Munich: Steepest Price Hike
These are the finding of the Spring Real Estate Industry Report masterminded by Lars Feld who is a member of the council of experts colloquially referred to as the “Wirtschaftsweisen” – the “economy sages” – on behalf of the ZIA German Property Federation, one of the leading trade associations in the industry. While rent rates for Germany as a whole are expected to grow at a modest pace of just three percent in 2014, rental growth in cities with populations of more than a million will exceed the average by far. Then as now, Munich will take the lead and register a rent hikes of an estimated 6.9 percent in the coming months, according to the surveys conducted for the spring report. Runner-up is Berlin which, while remaining below the rent level of Munich, has experienced a price hike by 47 percent over the past eight years. The survey suggests that rent rates in Berlin will rise by a whopping 6.6 percent in 2014. Similarly, rents in Cologne, Hamburg, and Frankfurt are expected to increase by up to 4.5 percent before the end of the year.
No Real Estate Price Bubble in Sight
Purchase prices for condominiums in Germany's metropolises are pushing up steadily, but fail to match the pace of rent rates. This makes buying a condominium a lucrative proposition at the moment. Here as there, private investors will find the major cities particularly attractive. Rent hikes will remain regionally limited, and concentrate mainly on the metropolises. Demand for existing real estate in the rural areas has noticeably slackened.

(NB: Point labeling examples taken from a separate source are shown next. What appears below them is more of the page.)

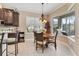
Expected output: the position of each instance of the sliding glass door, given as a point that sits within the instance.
(66, 23)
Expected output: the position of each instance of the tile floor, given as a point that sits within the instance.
(27, 48)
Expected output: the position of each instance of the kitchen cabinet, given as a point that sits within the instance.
(15, 18)
(10, 17)
(1, 14)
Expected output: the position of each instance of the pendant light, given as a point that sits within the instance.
(43, 20)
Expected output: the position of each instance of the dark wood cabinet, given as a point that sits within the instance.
(10, 17)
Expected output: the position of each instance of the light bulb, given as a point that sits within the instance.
(0, 6)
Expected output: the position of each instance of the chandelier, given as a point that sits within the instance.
(43, 20)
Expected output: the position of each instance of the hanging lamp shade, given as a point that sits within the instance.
(43, 20)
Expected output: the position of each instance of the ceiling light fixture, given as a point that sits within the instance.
(42, 15)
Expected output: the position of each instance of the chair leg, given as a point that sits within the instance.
(34, 40)
(42, 48)
(7, 49)
(55, 46)
(36, 46)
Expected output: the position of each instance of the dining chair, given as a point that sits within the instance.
(40, 41)
(2, 42)
(53, 40)
(12, 40)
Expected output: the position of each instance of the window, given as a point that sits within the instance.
(66, 23)
(31, 22)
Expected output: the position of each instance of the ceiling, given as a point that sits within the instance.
(34, 7)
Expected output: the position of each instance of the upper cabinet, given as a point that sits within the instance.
(10, 17)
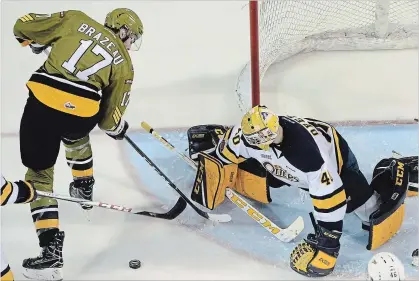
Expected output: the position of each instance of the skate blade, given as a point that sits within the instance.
(55, 274)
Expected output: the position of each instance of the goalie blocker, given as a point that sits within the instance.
(383, 219)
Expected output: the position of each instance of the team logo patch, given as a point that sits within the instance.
(264, 115)
(222, 145)
(69, 105)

The spectre of a real estate bubble in the big cities, which currently haunts some potential property buyers, has no basis in fact, according to the ZIA. “The price upside is backed by sound fundamentals. It is attributable to risen demand, is limited to certain regions, and remains within normal limits,” the reports states. It goes on to say that there are no signs for inflated construction activity on the German market, which would typically coincide with the formation of a real estate bubble. Indeed, a look at the stats shows that at no point in the annals of the Federal Republic of Germany has the construction volume been lower.